政府とマスコミの微妙な関係

2015年03月30日 12:01

報道ステーションの騒動について、古賀茂明氏がまだインタビューでいろいろ言っているようだが、彼のいう「官邸の圧力」の証拠は何もない。政府が個別の番組や人事について放送局に介入することはありえないし、あったら大変なことになる。


NHKの籾井会長や大越キャスターの交代についても、安倍政権の意向がどうとか取り沙汰されているが、会長が番組内容に介入することはありえないし、キャスターが5年やるのは長いほうだ。世間の人が思っているほどわかりやすい形で、政治的圧力がかかることはないのだ。

日常的な連絡はよくある。NHKの場合は企画総務室と総務省の間にホットラインがあり、災害報道で番組を中断するといった連絡をしている。私がいやだったのは「日曜討論」で幹事長など大物が出るとき、理事が副調(スタジオの裏のブース)に来て、生放送を見ることだが、口を出すことはまずない。

たまには直接的な圧力がかかることもある。有名なのはNC9カット事件だが、これは政治家の圧力ではなく、島桂次報道局長(当時)が中塚副会長の意を受けてやった個人プレーだった。その後、島会長が辞任に追い込まれたのは、彼がアメリカの秘密口座から7000万円横領していたことを海老沢氏に脅されたからで、いずれも政治的圧力ではない。

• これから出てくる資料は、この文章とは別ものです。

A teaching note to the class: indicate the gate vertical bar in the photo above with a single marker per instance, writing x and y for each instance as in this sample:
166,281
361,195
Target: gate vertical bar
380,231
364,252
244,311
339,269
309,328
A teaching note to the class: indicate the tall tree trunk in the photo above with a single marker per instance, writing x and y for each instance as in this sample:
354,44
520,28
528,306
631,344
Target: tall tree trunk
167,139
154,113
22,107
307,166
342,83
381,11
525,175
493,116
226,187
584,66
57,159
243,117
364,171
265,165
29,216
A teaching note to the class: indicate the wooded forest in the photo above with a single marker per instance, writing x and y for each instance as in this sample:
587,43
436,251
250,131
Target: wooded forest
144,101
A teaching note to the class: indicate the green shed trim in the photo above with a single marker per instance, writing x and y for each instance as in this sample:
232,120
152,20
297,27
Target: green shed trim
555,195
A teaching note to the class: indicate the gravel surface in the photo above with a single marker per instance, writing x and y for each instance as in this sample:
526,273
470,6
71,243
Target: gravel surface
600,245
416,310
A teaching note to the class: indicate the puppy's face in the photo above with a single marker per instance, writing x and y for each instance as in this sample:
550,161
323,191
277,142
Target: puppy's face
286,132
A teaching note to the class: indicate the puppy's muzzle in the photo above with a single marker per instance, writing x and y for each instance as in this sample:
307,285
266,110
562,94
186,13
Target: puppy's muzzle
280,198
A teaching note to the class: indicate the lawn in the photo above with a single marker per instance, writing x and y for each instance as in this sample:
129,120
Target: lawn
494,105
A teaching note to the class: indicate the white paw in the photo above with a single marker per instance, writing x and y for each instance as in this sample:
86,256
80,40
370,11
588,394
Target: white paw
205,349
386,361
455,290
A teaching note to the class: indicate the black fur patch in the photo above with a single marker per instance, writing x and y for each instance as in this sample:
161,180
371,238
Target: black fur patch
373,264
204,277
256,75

もう一つ印象深いのは、NHK特集でNTTの民営化をやったとき、真藤総裁から圧力がかかったことだ。1985年3月31日に彼がNTT社長になるまでを追いかけていたのだが、編成上の都合で放送が(彼が正式には社長になっていない)30日になった。これに真藤氏が怒って「中曽根さんから話してもらう」という抗議が経営陣に来たのだ。

しかし経営陣は取り合わなかった。政治家の指示で番組編成を変えたら、それこそ大事件になってしまうからだ。これで真藤については「政治家を使ってNHKを脅す田舎者」という評判が(局内では)できてしまった。メディアに露骨な圧力をかけるのは、逆効果なのだ。

ただし間接的な形では、いろいろな政治的圧力がかかる。たとえばロッキード事件のころは毎年、社会部長の人事をめぐって島グループと上田哲グループの多数派工作が行なわれた。毎日のニュースでも、編責の派閥によってオーダーが変わる。政治的圧力はそういう微妙な形でかかるもので、力のある政治家はあからさまな介入はしないし、する必要もないのだ。